Note how it's really only the specific name elems that isn't required.

Answer 2

The requirement on the data() method is that it return a pointer T* such that:

[data(), data() + size()) is a valid range, and data() == addressof(front()).

This implies that you can access each element sequentially via the data() pointer, and so if T is trivially copyable you can indeed use memcpy to copy sizeof(T) * size() bytes to/from an array T[size()], since this is equivalent to memcpying each element individually.

However, you cannot use reinterpret_cast, since that would violate strict aliasing, as data() is not required to actually be backed by an array - and also, even if you were to guarantee that std::array contains an array, since C++17 you cannot (even using reinterpret_cast) cast a pointer to an array to/from a pointer to its first member (you have to use std::launder).

Answer 3

std::array provides method data() which can be used to copy to/from c-style array of proper size:

const size_t size = 123;
int carray[size];
std::array<int,size> array;

memcpy( carray, array.data(), sizeof(int) * size );
memcpy( array.data(), carray, sizeof(int) * size );

As stated on documentation

This container is an aggregate type with the same semantics as a struct holding a C-style array T[N] as its only non-static data member.

so it seems that memory footprint would be compatible with c-style array, though it is not clear why you want to use "hacks" with reinterpret_cast when there is a proper way which does not have any overhead.

Answer 4

I say yes (but the standard does not guarantee it).

According to [array]/2:

An array is an aggregate ([dcl.init.aggr]) that can be list-initialized with up to N elements whose types are convertible to T.

And [dcl.init.aggr]:

An aggregate is an array or a class (Clause [class]) with

• no user-provided, explicit, or inherited constructors ([class.ctor]),

• no private or protected non-static data members (Clause [class.access]),

• no virtual functions ([class.virtual]), and

• no virtual, private, or protected base classes ([class.mi]).

In light of this, "can be list-initialized" is only possible if there are no other members in the beginning of the class and no vtable.
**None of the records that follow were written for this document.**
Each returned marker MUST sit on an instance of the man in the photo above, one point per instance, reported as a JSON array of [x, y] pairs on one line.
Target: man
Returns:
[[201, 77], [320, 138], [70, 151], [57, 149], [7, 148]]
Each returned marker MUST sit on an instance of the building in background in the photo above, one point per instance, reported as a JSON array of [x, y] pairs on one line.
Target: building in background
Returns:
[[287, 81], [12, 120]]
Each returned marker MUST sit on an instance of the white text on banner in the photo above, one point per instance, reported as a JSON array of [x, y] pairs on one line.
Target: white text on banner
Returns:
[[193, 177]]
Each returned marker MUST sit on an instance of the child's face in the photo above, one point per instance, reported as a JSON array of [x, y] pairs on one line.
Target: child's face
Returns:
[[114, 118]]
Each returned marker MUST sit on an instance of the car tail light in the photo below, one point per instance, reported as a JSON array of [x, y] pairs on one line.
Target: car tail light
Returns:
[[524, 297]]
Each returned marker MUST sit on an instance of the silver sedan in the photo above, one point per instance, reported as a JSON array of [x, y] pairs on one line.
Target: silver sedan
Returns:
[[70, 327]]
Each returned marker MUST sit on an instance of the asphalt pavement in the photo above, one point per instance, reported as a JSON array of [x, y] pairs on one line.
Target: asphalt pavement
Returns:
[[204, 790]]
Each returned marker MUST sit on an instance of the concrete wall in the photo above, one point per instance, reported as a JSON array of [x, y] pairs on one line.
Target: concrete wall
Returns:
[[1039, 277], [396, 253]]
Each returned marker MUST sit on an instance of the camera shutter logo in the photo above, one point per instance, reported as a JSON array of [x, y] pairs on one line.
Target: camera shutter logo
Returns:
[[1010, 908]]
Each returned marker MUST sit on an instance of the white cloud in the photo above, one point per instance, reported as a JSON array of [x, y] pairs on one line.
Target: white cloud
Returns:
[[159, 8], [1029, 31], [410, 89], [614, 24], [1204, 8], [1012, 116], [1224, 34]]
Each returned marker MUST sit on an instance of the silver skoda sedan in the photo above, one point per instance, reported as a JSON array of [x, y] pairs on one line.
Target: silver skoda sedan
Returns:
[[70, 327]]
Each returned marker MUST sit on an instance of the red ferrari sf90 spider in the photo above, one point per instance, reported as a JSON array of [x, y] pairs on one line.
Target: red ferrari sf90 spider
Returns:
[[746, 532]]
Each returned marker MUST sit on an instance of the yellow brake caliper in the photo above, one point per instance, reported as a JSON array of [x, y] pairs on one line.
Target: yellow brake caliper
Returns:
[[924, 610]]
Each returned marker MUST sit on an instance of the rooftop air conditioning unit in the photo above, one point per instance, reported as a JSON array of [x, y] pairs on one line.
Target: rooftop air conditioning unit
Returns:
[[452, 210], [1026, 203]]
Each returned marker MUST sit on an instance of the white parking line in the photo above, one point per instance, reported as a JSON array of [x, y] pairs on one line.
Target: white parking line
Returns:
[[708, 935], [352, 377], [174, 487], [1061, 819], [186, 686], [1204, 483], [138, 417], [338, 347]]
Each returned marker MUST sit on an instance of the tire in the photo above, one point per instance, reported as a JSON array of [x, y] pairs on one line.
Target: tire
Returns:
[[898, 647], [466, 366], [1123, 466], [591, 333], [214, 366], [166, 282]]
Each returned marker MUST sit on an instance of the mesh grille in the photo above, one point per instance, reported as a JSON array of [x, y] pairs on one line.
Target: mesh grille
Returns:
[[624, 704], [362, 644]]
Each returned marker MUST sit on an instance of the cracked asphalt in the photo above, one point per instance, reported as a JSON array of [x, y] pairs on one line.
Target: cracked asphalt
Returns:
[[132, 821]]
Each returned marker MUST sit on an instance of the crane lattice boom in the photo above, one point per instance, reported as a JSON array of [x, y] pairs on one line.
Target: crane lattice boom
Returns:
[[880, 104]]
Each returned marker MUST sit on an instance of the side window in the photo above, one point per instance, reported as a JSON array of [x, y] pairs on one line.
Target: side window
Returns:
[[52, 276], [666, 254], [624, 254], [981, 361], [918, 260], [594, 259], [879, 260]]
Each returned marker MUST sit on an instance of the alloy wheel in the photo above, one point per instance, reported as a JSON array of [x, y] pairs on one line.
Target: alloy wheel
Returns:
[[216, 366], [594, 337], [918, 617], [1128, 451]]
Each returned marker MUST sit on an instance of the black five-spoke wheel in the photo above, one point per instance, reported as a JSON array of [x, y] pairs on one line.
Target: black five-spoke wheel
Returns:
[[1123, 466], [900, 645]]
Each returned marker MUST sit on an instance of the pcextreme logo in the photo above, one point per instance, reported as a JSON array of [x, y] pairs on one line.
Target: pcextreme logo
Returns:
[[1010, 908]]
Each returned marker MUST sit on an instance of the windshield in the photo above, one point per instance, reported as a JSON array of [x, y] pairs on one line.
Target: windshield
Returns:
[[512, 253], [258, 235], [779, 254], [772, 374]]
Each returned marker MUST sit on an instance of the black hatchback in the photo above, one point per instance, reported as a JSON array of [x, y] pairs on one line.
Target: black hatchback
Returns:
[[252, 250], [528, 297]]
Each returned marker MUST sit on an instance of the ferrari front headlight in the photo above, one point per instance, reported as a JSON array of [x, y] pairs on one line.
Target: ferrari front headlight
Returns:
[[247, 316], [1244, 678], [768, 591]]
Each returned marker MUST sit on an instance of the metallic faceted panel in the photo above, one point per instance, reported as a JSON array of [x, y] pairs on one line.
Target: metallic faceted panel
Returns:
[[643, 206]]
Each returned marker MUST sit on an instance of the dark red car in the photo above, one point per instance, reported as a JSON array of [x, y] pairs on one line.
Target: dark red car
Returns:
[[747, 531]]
Then, data() is specified as:

constexpr T* data() noexcept;

Returns: A pointer such that [data(), data() + size()) is a valid range, and data() == addressof(front()).

The standard basically wants to say "it returns an array" but leaves the door open for other implementations.

The only possible other implementation is a structure with individual elements, in which case you can run into aliasing problems. But in my view this approach does not add anything but complexity. There is nothing to gain by unrolling an array into a struct.

So it makes no sense not to implement std::array as an array.

But a loophole does exist.

Answer 5

This doesn't directly answer your question, but you should simply use std::copy:

T c[N];
std::array<T, N> cpp;

// from C to C++
std::copy(std::begin(c), std::end(c), std::begin(cpp));

// from C++ to C
std::copy(std::begin(cpp), std::end(cpp), std::begin(c));

If T is a trivially copyable type, this'll compile down to memcpy. If it's not, then this'll do element-wise copy assignment and be correct. Either way, this does the Right Thing and is quite readable. No manual byte arithmetic necessary.